A dawn ceremony to welcome in Matariki - the Māori new year - is returning to Maungakiekie - Auckland's One Tree Hill tomorrow under the auspices of the Maunga Tupuna o Tāmaki Makaurau Authority.
Traditional karakia or prayers will be held at the summit of the maunga which will be led by mana whenua, the first time that's happened since 2013.
The organiser of the festival Anahera Higgins from the Auckland Council, said it will start just after 5am.
"We have transport available to take our whānau to the top of Maungakiekie where the mana whenua led karakia will take place," she said.
"The pukaea (traditional trumpet) will be played, the women will perform the karanga, or call to welcome the manuhiri (visitors) to the maunga.
Anahera Higgins said the profile of Matariki was getting bigger every year and people had started to realise how significant the event was.
"It's important for Aucklanders, or for all New Zealanders, but particularly for people in Tāmaki Makaurau to help them understand our teachings of Te Ao Māori," Ms Higgins said.

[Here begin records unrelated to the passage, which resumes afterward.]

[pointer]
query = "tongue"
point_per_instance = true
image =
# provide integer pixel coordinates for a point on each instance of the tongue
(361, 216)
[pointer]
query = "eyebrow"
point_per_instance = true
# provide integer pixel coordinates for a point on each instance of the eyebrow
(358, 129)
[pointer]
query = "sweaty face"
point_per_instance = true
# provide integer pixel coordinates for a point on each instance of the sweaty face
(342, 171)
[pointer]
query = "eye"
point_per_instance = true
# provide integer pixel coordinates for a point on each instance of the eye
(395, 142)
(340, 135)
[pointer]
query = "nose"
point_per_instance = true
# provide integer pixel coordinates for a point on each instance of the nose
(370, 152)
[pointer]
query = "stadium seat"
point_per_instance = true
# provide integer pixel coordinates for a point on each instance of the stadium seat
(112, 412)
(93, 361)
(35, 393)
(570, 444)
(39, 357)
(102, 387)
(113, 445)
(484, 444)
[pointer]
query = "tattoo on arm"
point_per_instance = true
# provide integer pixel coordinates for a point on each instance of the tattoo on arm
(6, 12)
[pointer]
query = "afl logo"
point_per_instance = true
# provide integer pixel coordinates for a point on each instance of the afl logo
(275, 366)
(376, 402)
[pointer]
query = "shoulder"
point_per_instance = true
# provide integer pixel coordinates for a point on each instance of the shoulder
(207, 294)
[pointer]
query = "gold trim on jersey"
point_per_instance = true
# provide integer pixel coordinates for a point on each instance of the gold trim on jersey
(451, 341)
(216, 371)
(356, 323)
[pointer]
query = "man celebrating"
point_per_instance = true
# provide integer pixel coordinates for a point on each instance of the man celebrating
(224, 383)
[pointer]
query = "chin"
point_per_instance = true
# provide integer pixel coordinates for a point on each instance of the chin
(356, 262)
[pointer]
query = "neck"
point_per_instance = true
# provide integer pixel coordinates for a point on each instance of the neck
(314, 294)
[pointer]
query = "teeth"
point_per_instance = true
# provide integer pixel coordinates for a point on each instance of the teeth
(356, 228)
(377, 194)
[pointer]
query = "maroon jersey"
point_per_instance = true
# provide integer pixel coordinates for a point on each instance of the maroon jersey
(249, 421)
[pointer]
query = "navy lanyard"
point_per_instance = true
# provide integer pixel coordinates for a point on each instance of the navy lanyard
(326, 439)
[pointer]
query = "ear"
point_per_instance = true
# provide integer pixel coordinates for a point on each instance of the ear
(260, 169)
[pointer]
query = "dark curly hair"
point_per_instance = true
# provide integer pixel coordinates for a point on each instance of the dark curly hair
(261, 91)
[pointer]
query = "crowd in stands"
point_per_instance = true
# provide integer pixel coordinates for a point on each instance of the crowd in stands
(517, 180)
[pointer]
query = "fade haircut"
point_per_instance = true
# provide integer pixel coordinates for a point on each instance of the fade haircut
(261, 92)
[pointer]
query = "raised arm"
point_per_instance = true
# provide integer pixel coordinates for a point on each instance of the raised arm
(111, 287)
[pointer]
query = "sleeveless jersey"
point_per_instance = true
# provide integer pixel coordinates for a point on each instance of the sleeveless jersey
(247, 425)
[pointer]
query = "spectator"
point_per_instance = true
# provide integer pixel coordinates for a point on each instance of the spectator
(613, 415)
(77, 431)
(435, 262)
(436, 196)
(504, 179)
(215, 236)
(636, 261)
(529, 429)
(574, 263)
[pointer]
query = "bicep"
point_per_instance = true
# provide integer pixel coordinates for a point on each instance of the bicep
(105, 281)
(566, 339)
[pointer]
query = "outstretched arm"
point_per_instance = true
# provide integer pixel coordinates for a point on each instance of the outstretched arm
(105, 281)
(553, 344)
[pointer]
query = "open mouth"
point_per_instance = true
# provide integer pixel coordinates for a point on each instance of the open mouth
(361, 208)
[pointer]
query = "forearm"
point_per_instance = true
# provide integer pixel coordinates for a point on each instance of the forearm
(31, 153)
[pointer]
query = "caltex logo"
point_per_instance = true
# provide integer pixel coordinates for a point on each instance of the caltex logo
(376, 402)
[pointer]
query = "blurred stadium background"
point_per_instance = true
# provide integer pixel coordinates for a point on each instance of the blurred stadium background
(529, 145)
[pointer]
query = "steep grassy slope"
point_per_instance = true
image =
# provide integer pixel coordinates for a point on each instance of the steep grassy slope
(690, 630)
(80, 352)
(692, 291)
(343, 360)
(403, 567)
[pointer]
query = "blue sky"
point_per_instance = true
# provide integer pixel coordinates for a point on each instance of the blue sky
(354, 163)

"If we look at the kaupapa surrounding Matariki itself, it is about giving thanks, it's also about bidding farewell to those who have past [died] in the last 12 months, and it's also about holding on to those traditional teachings for future generations."
Anahera Higgins said a group of Hawaiians will be there and Ngāti Whatua kaumatua, who will lead the event.
The blessing on 20 June officially signal the start of Auckland Council's month-long family focussed festival, celebrating the rise of the Matariki constellation and the start of the Maori New Year.
Tūpuna Maunga o Tāmaki Makaurau Authority chairperson, Paul Majurey, said it was a historic occasion because it was the first Matariki event on the Tūpuna Maunga since their return to the 13 Mana Whenua tribes under the Tāmaki Collective Treaty settlement legislation in 2014.
"Matariki at Maungakiekie signals the future partnerships between Mana Whenua and Auckland Council which will achieve significant positive outcomes for Tāmaki Makaurau."
For Arts and Culture Committee Chair, Alf Filipaina, it was a poignant reminder of the importance of maunga to Maori. "It's exciting and fitting to be able to gather with local iwi on Maungakiekie to herald in Matariki and acknowledge the special connection between mana whenua and the city."
Festival Director Anahera Higgins is thrilled the event is at Maungakiekie given the significance of the Tūpuna Maunga to the 13 iwi/hapū of Ngā Mana Whenua o Tāmaki Makaurau and all Aucklanders.